A recent research study found that two distinct bacterial species, Escherichia coli and Bacteroides fragilis (ETBF), work together to foster development of colon cancer. Both species were found in an inherited form and non-inherited type of the disease. The findings in this study were published in Science. Another study, published concurrently, found that ETBF promotes tumor formation through IL-17 and Stat3 signaling in epithelial cells. The results of this work is explained in Cell & Host Microbe.
The Science study identified how these bacteria overcome the protective mucus barrier around the colon and work together to form a sticky layer, known as a biofilm, on top of the colon epithelial cells. The bacterial microenvironment causes chronic inflammation, DNA damage, and eventually tumor formation. The research team proposes that these bacterial colonies eventually influence the epithelial cells to become cancerous. To investigate this theory, the research team analyzed colon tissue from six colon cancer patients. Using gene probes, they identified that the bacteria on the biofilms were primarily Bacteroides fragilis (ETBF) and Escherichia coli, which was surprising since the colon harbors over 500 types of bacteria. Toxins from each of these two types of bacteria are known to be oncogenic.
"It is the combination of these effects, requiring coexistence of these two bacteria, that creates the 'perfect storm' to drive colon cancer development,"Cynthia Sears, M.D., professor of medicine, and a researcher at the Johns Hopkins Kimmel Cancer Center's Bloomberg-Kimmel Institute.
Image: Colon diagram illustrating bacterial invasion and colon cancer development.

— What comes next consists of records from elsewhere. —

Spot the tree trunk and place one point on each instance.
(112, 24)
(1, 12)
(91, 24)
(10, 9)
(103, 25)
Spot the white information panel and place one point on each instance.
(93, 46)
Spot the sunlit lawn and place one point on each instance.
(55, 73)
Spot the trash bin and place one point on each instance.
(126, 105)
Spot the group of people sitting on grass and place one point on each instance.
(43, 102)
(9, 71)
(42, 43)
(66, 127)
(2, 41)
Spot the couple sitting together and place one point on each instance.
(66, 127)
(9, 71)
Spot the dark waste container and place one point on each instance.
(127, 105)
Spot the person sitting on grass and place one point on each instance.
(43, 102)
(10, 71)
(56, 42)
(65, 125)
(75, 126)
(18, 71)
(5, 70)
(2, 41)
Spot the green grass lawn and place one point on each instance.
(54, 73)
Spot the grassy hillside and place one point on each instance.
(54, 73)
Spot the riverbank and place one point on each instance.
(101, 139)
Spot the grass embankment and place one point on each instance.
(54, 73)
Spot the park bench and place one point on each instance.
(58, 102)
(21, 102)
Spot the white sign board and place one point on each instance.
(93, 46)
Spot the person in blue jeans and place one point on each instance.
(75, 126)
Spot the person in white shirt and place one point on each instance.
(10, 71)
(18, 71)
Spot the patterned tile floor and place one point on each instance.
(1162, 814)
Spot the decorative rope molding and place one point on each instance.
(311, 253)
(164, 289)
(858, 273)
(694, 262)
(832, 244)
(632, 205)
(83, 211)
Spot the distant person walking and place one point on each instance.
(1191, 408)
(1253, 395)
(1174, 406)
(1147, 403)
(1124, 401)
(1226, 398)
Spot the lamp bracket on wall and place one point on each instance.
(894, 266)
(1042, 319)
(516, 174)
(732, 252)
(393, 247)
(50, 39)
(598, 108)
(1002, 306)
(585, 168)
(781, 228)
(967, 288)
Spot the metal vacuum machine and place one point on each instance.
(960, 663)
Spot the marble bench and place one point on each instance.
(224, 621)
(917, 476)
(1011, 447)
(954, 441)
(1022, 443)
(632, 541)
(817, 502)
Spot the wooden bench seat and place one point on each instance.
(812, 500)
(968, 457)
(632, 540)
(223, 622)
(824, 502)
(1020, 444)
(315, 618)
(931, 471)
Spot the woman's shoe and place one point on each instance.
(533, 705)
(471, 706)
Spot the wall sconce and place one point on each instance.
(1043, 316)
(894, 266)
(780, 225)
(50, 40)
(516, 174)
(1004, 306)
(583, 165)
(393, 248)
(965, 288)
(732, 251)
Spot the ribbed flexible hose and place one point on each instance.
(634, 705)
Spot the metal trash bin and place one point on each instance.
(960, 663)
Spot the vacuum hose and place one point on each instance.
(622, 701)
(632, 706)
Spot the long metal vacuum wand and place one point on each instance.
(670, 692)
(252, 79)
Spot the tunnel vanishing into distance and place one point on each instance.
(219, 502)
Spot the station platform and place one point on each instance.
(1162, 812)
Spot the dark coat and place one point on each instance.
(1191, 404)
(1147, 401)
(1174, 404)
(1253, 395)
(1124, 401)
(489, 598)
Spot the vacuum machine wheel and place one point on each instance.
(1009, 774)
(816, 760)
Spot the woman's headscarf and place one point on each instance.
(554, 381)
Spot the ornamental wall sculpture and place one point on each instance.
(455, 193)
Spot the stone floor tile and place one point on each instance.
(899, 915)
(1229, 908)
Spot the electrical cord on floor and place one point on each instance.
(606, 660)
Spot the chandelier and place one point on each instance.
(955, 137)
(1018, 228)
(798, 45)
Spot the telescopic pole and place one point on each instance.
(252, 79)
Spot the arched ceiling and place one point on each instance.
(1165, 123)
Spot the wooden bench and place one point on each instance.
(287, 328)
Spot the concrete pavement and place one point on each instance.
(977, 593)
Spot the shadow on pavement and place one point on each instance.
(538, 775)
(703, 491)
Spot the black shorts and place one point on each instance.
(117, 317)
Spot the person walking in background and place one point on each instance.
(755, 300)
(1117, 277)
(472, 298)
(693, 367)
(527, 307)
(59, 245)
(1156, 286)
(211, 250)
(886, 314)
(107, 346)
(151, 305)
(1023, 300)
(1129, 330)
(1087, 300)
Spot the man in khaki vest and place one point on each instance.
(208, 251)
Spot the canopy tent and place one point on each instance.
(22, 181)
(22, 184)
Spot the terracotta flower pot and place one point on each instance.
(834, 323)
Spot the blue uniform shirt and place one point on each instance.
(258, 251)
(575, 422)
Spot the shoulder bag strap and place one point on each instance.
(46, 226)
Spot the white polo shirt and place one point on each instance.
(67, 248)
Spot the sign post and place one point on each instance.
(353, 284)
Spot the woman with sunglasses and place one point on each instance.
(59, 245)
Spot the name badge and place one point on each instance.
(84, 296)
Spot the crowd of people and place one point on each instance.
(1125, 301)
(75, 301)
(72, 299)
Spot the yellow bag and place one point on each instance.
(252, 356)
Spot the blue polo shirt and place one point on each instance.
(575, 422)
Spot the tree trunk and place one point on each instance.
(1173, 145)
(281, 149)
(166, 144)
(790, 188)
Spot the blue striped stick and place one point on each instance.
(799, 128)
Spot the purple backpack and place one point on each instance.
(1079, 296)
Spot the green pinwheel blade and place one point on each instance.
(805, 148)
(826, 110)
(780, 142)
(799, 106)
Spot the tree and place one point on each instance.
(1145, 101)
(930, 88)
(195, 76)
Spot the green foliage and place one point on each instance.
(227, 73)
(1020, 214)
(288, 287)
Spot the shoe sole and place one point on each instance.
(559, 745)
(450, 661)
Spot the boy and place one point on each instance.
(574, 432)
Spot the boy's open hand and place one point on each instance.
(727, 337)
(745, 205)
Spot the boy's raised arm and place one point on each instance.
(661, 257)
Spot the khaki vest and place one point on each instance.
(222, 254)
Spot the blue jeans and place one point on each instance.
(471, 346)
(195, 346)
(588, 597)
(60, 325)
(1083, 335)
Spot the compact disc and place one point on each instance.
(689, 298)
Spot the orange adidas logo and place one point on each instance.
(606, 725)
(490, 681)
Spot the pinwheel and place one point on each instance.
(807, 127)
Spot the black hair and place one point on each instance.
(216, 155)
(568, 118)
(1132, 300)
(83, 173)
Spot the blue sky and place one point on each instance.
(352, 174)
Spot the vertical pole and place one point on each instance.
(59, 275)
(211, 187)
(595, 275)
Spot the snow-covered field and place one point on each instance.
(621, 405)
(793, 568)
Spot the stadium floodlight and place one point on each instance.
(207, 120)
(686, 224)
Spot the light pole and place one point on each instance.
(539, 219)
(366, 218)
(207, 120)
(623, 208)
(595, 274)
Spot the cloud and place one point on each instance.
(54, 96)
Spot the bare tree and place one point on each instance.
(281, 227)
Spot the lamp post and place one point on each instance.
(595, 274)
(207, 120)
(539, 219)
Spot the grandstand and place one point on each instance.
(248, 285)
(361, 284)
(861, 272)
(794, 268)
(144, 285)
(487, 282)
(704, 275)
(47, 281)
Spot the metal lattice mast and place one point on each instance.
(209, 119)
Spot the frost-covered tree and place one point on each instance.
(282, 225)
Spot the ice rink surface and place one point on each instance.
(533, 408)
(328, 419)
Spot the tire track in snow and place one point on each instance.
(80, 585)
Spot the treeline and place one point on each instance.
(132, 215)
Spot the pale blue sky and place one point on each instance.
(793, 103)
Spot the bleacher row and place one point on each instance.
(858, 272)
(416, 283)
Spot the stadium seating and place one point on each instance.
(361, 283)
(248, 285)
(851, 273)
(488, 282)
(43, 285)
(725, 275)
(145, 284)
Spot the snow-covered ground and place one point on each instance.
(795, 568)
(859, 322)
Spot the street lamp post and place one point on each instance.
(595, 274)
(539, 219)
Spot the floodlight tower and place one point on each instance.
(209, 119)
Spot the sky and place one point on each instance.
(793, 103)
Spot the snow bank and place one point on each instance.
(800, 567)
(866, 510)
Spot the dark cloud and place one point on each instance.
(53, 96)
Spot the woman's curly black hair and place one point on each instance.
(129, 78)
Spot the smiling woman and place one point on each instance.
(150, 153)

Image coutesy of Elizabeth Cook.
The study published in Cell Host & Microbe uncovered how the ETBF toxin promotes cancer development utilizing mouse models of colon cancer. Analysis of the mouse colons showed that the ETBF toxin triggers a cascade of events leading to inflammation which impacts the epithelial cells. The toxin triggers immune cells in the colon to produce IL-17, a known inflammation-related molecule. IL-17 causes further inflammation by triggering the production of NFkappaB, which then causes the epithelial cells to signal for more immune cells, myeloid cells. These cells are known to support tumor growth, ultimately leading to tumor formation. Interestingly, additional experiments showed that STAT3 protein has a role in tumor formation even though it was previously described to regulate cancer and inflammation-related genes.
The two studies reveal a variety of findings that could be helpful in diagnosis and treatment of colon cancer. The disease might be prevented if the two bacterial species were kept from infecting the colon or targeting their toxins with drug therapies. In addition, the molecules involved in the inflammation signaling pathway could potentially be targets for therapies.